Borough staff told council that ambulance fuel purchases to date total just over $14,000 and explained how a fuel‑PIN system assigns fuel invoices by vehicle type (ambulance, fire, borough). The council spent an extended period discussing whether municipalities that receive ambulance service should pay a proportional share of fuel costs.
Staff said the current practice is to run fuel reports, match invoices to usage by PIN, and allocate costs among ambulance, fire and borough accounts; fuel charges have historically been counted against EMS tax obligations, which reduces a municipality’s payment by the fuel amount the borough supplied.
Several council members argued municipalities that use the ambulance outside borough boundaries should pay the same percentage for fuel as they pay for ambulance calls. Staff said implementing that change requires showing fuel as an expenditure in the ambulance budget—then the portion attributable to each contributing municipality can be treated as part of the expenditure they share. Staff also said they would provide similar breakout reporting for fire department fuel on request.

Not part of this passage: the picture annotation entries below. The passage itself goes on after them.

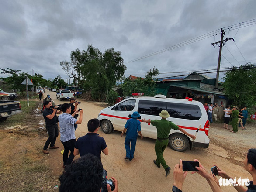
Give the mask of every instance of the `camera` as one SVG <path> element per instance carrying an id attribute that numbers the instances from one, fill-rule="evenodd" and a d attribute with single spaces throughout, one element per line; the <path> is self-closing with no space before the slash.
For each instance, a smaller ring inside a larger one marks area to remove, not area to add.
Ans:
<path id="1" fill-rule="evenodd" d="M 62 104 L 59 104 L 59 105 L 54 105 L 53 106 L 51 106 L 49 108 L 49 109 L 50 110 L 52 110 L 53 109 L 55 108 L 55 106 L 57 107 L 57 108 L 56 109 L 57 109 L 57 110 L 61 110 L 61 106 L 62 106 Z"/>
<path id="2" fill-rule="evenodd" d="M 102 175 L 102 182 L 101 182 L 101 192 L 107 192 L 107 184 L 109 184 L 111 188 L 111 190 L 114 189 L 114 185 L 111 179 L 107 179 L 107 172 L 105 169 L 103 169 L 103 174 Z"/>

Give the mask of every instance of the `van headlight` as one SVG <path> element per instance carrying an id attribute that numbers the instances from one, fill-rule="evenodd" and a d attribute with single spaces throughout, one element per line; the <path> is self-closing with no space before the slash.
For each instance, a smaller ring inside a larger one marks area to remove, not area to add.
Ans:
<path id="1" fill-rule="evenodd" d="M 101 113 L 102 113 L 102 111 L 100 111 L 100 113 L 99 113 L 99 114 L 98 115 L 98 117 L 99 117 L 99 116 L 101 114 Z"/>

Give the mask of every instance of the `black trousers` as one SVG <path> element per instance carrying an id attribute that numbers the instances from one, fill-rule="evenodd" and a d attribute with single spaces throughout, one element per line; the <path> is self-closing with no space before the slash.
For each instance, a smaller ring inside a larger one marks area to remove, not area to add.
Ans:
<path id="1" fill-rule="evenodd" d="M 71 164 L 74 159 L 74 149 L 76 144 L 76 139 L 71 139 L 67 141 L 63 142 L 61 141 L 64 147 L 64 151 L 63 154 L 63 165 L 66 165 Z M 70 154 L 68 158 L 69 152 L 70 151 Z"/>
<path id="2" fill-rule="evenodd" d="M 53 147 L 56 142 L 56 139 L 59 136 L 59 129 L 57 123 L 54 125 L 46 126 L 46 130 L 48 133 L 49 137 L 48 139 L 45 141 L 45 144 L 44 146 L 43 150 L 46 150 L 49 147 Z"/>

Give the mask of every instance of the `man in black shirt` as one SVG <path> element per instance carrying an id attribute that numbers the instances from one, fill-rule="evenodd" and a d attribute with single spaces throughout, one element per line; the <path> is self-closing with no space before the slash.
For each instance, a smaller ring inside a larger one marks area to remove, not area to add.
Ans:
<path id="1" fill-rule="evenodd" d="M 77 105 L 79 104 L 78 102 L 77 102 L 76 100 L 76 99 L 74 97 L 71 97 L 69 99 L 69 103 L 71 105 L 71 112 L 69 113 L 70 115 L 72 115 L 74 113 L 75 111 L 76 110 L 77 108 Z M 75 103 L 75 106 L 74 106 L 74 103 Z M 78 114 L 75 115 L 74 116 L 74 118 L 75 119 L 77 119 L 77 117 L 78 117 Z M 74 127 L 75 127 L 75 130 L 76 130 L 76 128 L 77 128 L 77 124 L 74 124 Z"/>
<path id="2" fill-rule="evenodd" d="M 43 152 L 45 154 L 48 154 L 49 151 L 47 150 L 49 145 L 50 149 L 57 149 L 59 147 L 55 146 L 56 139 L 59 135 L 59 129 L 58 128 L 58 117 L 56 114 L 61 113 L 61 111 L 57 111 L 57 109 L 52 109 L 52 102 L 46 101 L 44 102 L 44 105 L 45 109 L 43 112 L 43 116 L 45 120 L 46 130 L 49 137 L 45 142 Z"/>

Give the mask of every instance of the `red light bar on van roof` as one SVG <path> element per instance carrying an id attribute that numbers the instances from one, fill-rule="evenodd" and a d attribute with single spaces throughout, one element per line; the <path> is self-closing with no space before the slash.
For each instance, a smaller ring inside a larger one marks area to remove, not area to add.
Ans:
<path id="1" fill-rule="evenodd" d="M 144 94 L 144 93 L 131 93 L 133 96 L 141 96 Z"/>

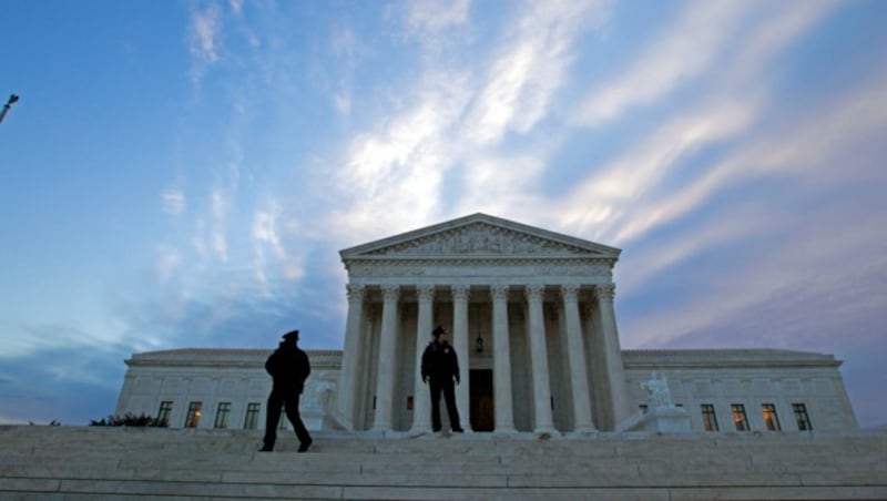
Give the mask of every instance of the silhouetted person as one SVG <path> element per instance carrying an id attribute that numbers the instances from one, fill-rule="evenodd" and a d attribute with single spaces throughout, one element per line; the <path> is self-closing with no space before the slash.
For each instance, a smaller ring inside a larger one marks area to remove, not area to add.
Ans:
<path id="1" fill-rule="evenodd" d="M 437 326 L 431 333 L 435 340 L 428 344 L 422 354 L 422 382 L 427 382 L 431 390 L 431 429 L 440 431 L 440 393 L 447 402 L 447 413 L 450 417 L 450 428 L 461 433 L 459 411 L 456 409 L 456 391 L 453 382 L 459 384 L 459 359 L 456 350 L 447 342 L 447 330 Z"/>
<path id="2" fill-rule="evenodd" d="M 265 362 L 265 370 L 274 379 L 274 387 L 268 396 L 268 408 L 265 419 L 265 444 L 261 451 L 274 450 L 277 439 L 277 423 L 281 421 L 281 407 L 286 411 L 286 417 L 293 423 L 298 437 L 298 451 L 305 452 L 312 444 L 312 436 L 305 429 L 302 417 L 298 415 L 298 396 L 305 388 L 305 379 L 312 372 L 308 356 L 300 350 L 298 330 L 284 334 L 281 346 L 271 354 Z"/>

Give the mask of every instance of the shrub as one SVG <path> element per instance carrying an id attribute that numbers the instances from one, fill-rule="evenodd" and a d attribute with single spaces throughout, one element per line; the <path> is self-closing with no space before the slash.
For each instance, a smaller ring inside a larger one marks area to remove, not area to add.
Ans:
<path id="1" fill-rule="evenodd" d="M 92 419 L 90 420 L 91 427 L 157 427 L 166 428 L 169 422 L 165 419 L 161 420 L 149 415 L 142 413 L 135 416 L 134 413 L 126 412 L 123 416 L 109 416 L 108 419 Z"/>

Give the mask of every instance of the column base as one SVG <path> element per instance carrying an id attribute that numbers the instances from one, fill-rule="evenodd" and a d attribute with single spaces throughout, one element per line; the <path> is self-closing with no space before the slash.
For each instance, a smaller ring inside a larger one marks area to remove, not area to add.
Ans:
<path id="1" fill-rule="evenodd" d="M 582 427 L 577 427 L 573 431 L 571 431 L 571 434 L 582 434 L 582 436 L 598 434 L 598 430 L 592 426 L 582 426 Z"/>

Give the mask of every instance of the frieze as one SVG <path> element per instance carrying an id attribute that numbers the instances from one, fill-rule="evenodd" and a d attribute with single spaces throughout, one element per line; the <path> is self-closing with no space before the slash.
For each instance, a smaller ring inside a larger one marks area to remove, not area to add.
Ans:
<path id="1" fill-rule="evenodd" d="M 612 274 L 612 260 L 605 258 L 560 259 L 384 259 L 354 260 L 348 264 L 350 277 L 419 277 L 436 275 L 435 268 L 446 267 L 447 273 L 459 276 L 458 268 L 468 274 L 488 269 L 492 275 L 502 275 L 506 268 L 512 268 L 520 276 L 581 276 L 600 277 L 608 282 Z M 456 269 L 455 269 L 456 268 Z"/>
<path id="2" fill-rule="evenodd" d="M 486 223 L 473 223 L 368 253 L 383 255 L 589 255 L 590 250 Z"/>

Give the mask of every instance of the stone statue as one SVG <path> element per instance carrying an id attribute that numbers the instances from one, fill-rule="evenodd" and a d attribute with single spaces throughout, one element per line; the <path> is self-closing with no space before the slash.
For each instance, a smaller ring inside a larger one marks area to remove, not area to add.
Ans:
<path id="1" fill-rule="evenodd" d="M 672 395 L 669 391 L 669 381 L 663 376 L 660 379 L 656 372 L 652 372 L 650 380 L 641 384 L 641 388 L 646 390 L 646 401 L 651 409 L 656 407 L 673 407 Z"/>

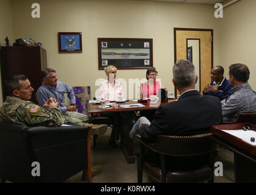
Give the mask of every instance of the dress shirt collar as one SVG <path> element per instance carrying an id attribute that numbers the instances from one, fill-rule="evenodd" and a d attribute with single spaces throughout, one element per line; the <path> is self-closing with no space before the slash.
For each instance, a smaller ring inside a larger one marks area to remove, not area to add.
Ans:
<path id="1" fill-rule="evenodd" d="M 223 79 L 222 81 L 221 82 L 221 83 L 219 85 L 219 86 L 221 86 L 221 85 L 222 84 L 223 82 L 225 80 L 225 77 L 223 77 Z M 217 85 L 217 83 L 216 83 L 216 81 L 213 81 L 213 84 L 215 84 L 215 85 Z"/>
<path id="2" fill-rule="evenodd" d="M 188 92 L 188 91 L 197 91 L 197 90 L 196 90 L 196 89 L 193 89 L 193 90 L 187 90 L 187 91 L 184 91 L 183 93 L 182 93 L 180 94 L 180 96 L 182 96 L 184 93 L 187 93 L 187 92 Z"/>
<path id="3" fill-rule="evenodd" d="M 15 96 L 7 96 L 6 97 L 6 101 L 24 101 L 24 100 L 23 100 L 20 99 L 20 98 L 15 97 Z"/>
<path id="4" fill-rule="evenodd" d="M 241 88 L 249 88 L 249 89 L 252 89 L 252 88 L 250 87 L 250 85 L 249 85 L 248 82 L 246 82 L 244 83 L 237 85 L 236 87 L 233 87 L 231 89 L 231 93 L 233 94 L 235 92 L 236 92 L 237 91 L 241 90 Z"/>
<path id="5" fill-rule="evenodd" d="M 48 89 L 51 90 L 51 89 L 53 89 L 53 90 L 55 90 L 57 88 L 57 86 L 58 85 L 59 83 L 59 81 L 57 82 L 57 85 L 56 87 L 52 87 L 52 86 L 50 86 L 47 85 L 46 83 L 43 83 L 43 85 L 45 87 L 46 87 Z"/>

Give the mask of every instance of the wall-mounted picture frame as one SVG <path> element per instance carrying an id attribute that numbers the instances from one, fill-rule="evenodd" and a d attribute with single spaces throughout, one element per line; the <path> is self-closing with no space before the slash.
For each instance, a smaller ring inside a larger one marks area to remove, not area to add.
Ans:
<path id="1" fill-rule="evenodd" d="M 144 69 L 153 66 L 153 39 L 98 38 L 99 69 L 108 65 L 117 69 Z"/>
<path id="2" fill-rule="evenodd" d="M 187 48 L 187 59 L 193 63 L 193 50 L 192 46 Z"/>
<path id="3" fill-rule="evenodd" d="M 82 52 L 82 32 L 58 32 L 59 53 Z"/>

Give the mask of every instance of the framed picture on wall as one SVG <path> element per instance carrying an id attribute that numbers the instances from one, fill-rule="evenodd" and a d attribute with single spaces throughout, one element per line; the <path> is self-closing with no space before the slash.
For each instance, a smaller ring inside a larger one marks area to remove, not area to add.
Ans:
<path id="1" fill-rule="evenodd" d="M 153 66 L 152 38 L 98 38 L 99 69 L 108 65 L 117 69 Z"/>
<path id="2" fill-rule="evenodd" d="M 82 52 L 82 32 L 58 32 L 59 53 Z"/>

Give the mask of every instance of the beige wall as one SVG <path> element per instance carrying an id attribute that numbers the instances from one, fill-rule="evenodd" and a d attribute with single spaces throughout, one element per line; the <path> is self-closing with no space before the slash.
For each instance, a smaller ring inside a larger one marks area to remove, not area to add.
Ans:
<path id="1" fill-rule="evenodd" d="M 170 92 L 174 64 L 173 28 L 214 29 L 214 59 L 218 62 L 218 20 L 212 5 L 133 1 L 40 0 L 41 18 L 31 17 L 34 1 L 13 0 L 14 38 L 32 38 L 47 50 L 48 67 L 60 80 L 90 85 L 105 78 L 98 69 L 97 38 L 153 38 L 154 66 Z M 58 32 L 82 32 L 82 54 L 59 54 Z M 144 78 L 145 69 L 118 70 L 118 78 Z"/>
<path id="2" fill-rule="evenodd" d="M 6 37 L 10 45 L 13 43 L 11 0 L 0 0 L 0 47 L 5 46 Z M 1 75 L 1 73 L 0 73 Z M 0 78 L 0 105 L 2 102 L 2 84 Z"/>
<path id="3" fill-rule="evenodd" d="M 219 20 L 219 62 L 228 76 L 229 66 L 236 63 L 248 66 L 249 83 L 256 90 L 256 1 L 242 0 L 224 9 Z"/>

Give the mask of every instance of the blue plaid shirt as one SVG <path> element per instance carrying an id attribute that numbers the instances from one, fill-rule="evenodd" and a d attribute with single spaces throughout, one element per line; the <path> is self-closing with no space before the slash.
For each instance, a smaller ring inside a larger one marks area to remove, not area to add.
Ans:
<path id="1" fill-rule="evenodd" d="M 70 104 L 76 104 L 76 97 L 72 86 L 60 81 L 57 82 L 56 87 L 43 83 L 37 90 L 35 97 L 40 106 L 43 106 L 50 98 L 55 99 L 59 103 L 59 109 L 62 113 L 65 114 L 66 112 L 64 96 L 65 93 L 68 94 L 68 97 L 70 99 Z"/>
<path id="2" fill-rule="evenodd" d="M 231 93 L 221 101 L 223 121 L 232 121 L 240 113 L 256 112 L 256 92 L 248 82 L 235 87 Z"/>

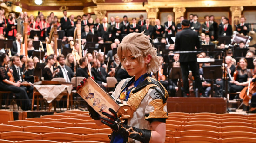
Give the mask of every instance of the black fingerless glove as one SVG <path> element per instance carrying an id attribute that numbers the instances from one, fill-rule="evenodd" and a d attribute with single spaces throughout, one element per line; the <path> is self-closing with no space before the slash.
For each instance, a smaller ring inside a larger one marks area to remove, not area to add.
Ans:
<path id="1" fill-rule="evenodd" d="M 124 137 L 128 137 L 142 143 L 149 142 L 151 137 L 151 130 L 130 127 L 121 123 L 119 118 L 117 117 L 116 112 L 111 108 L 109 108 L 109 111 L 113 115 L 104 111 L 102 112 L 102 114 L 109 117 L 110 119 L 99 116 L 101 121 L 104 124 Z"/>

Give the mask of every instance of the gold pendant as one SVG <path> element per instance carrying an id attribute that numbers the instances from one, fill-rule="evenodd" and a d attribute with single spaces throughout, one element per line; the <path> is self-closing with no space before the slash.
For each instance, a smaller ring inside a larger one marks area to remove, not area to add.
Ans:
<path id="1" fill-rule="evenodd" d="M 120 96 L 119 96 L 119 99 L 120 99 L 120 101 L 121 102 L 121 103 L 123 103 L 123 100 L 125 99 L 125 97 L 126 96 L 126 90 L 123 91 L 121 94 L 120 94 Z"/>

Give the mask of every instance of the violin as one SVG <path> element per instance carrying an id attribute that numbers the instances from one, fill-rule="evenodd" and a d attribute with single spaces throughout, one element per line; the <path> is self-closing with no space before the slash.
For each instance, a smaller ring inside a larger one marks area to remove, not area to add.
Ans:
<path id="1" fill-rule="evenodd" d="M 253 78 L 256 78 L 256 75 L 255 75 Z M 240 92 L 239 97 L 243 99 L 243 103 L 248 106 L 249 104 L 249 101 L 250 100 L 252 94 L 256 92 L 256 86 L 255 86 L 255 82 L 250 83 L 251 78 L 249 81 L 248 86 L 245 87 Z"/>

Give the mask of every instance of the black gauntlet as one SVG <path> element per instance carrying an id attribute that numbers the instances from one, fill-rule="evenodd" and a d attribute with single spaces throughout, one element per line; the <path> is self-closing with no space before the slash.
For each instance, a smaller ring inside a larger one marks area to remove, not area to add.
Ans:
<path id="1" fill-rule="evenodd" d="M 130 127 L 121 123 L 119 118 L 117 117 L 116 112 L 111 108 L 109 108 L 109 110 L 113 115 L 102 112 L 102 114 L 109 117 L 110 119 L 100 116 L 101 122 L 124 137 L 128 137 L 142 143 L 149 142 L 151 137 L 151 130 Z"/>

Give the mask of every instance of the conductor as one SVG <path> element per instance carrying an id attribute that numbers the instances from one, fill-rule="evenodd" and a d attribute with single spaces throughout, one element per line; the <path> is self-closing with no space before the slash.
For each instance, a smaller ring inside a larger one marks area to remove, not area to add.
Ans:
<path id="1" fill-rule="evenodd" d="M 184 20 L 182 22 L 182 30 L 176 34 L 175 49 L 180 51 L 195 51 L 195 47 L 200 47 L 200 42 L 197 32 L 190 28 L 189 21 Z M 188 96 L 189 69 L 192 71 L 195 79 L 195 86 L 198 88 L 200 97 L 204 97 L 204 91 L 199 76 L 199 69 L 196 60 L 196 53 L 180 53 L 180 62 L 183 81 L 184 96 Z"/>

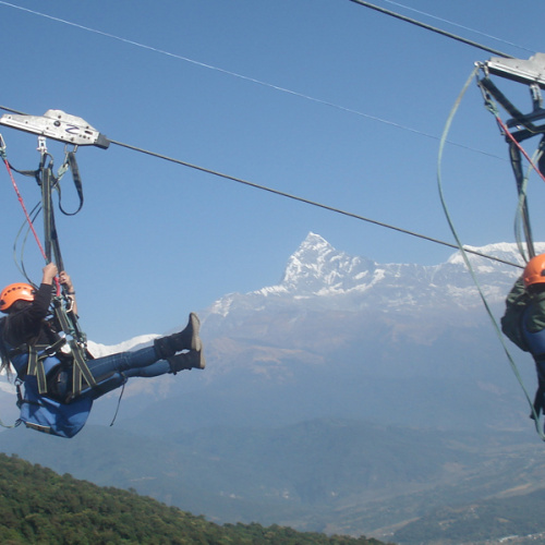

Staff offered to present the fuel breakdown to the ambulance oversight group (DMS) and to work with the ambulance company so that line‑item expenditures (workers’ comp, fuel) appear on the company’s reported expenditures; that, staff said, would make it straightforward for contributing municipalities to pay a proportional share based on calls and budgeted expenditures.
Next steps: staff will present the fuel and EMS‑tax reporting at the DMS meeting and continue to provide line‑item reports to participating municipalities so fuel can be reflected in municipal EMS budgets.